Rep. Ilhan Omar (D., Minn.) called the fatal Minneapolis police shooting of Dolal Idd a "state sanctioned murder"—despite body-camera footage showing that Idd fired at police first.
Idd, a 23-year-old black man, was inside his vehicle at a gas station parking lot when Minneapolis police surrounded him on December 30, suspecting he was involved in a felony gun crime.
Police chief Medaria Arradondo said that Idd shot at police from within his vehicle—something confirmed by body-camera footage and eyewitness testimony—before police returned fire, ABC News reported.
Omar, a longtime critic of the Minneapolis police, condemned the officers' actions and called the department a "joke" in a tweet following the shooting.
MPD is a joke, this isn’t transparency or accountability.
A man was killed, his family terrorized & robbed of a son and all they are left w/ is more questions than answers.
Let’s stop normalizing + justifying state sanctioned murder by those who take an oath to uphold the law. https://t.co/PPYcYvCa6i
— Ilhan Omar (@IlhanMN) January 1, 2021
In the tape, which the police department released less than one day after the shooting, officers can be heard demanding that Idd put his hands up. The window of Idd's car then shattered outward because of a gunshot fired toward police from within the vehicle. Officers fired back several times, killing Idd.
Idd's shooting occurred near where George Floyd died in police custody last year.

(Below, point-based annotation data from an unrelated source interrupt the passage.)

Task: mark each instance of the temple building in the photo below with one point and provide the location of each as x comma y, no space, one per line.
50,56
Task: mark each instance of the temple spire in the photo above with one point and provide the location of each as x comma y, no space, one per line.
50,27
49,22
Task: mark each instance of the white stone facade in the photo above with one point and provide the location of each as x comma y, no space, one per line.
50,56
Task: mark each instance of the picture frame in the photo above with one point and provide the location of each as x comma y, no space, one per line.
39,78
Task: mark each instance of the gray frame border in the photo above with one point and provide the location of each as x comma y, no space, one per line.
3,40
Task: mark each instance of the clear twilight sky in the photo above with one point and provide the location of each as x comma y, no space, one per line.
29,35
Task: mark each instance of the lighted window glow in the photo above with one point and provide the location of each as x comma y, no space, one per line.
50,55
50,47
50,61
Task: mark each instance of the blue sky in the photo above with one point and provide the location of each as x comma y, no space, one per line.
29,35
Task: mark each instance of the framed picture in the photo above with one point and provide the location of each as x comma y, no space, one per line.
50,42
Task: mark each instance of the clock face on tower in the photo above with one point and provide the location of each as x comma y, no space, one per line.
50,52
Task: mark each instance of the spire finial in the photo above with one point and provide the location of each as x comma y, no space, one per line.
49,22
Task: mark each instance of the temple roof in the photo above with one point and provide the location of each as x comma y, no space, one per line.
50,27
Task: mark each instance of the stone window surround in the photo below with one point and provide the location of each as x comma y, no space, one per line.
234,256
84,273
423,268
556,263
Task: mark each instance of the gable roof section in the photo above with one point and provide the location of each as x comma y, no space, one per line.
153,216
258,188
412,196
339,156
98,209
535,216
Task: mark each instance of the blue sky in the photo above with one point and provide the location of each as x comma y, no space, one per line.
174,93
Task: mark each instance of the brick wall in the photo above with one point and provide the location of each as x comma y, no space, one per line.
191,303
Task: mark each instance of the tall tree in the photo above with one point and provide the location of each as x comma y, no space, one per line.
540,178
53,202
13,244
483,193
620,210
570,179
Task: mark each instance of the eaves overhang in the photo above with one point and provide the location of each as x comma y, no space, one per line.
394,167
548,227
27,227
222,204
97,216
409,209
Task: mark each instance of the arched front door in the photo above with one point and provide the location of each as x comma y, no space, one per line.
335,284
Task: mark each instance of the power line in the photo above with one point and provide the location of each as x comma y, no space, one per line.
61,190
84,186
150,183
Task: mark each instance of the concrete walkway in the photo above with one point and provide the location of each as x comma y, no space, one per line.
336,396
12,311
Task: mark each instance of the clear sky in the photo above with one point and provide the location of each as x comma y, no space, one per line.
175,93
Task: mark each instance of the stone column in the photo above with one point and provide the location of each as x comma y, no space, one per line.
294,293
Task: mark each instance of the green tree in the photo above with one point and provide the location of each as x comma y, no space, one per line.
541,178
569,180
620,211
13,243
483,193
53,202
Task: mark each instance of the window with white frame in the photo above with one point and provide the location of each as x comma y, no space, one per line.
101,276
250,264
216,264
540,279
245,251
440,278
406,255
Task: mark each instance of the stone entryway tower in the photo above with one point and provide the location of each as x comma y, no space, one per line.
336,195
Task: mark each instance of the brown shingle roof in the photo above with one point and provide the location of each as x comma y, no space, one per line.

After Floyd's death, Omar, whose district includes Minneapolis, called for dismantling the city's police department.
"I will never cosign on funding a police department that continues to brutalize us," Omar said at a rally in June. "Not only do we need to disinvest in police, but we need to completely dismantle the Minneapolis police department."
In response to anti-cop activists, the Minneapolis City Council approved a massive $7.7 million budget cut to the police department last month, despite skyrocketing homicide and violent-crime rates in the city.
State authorities are investigating the incident.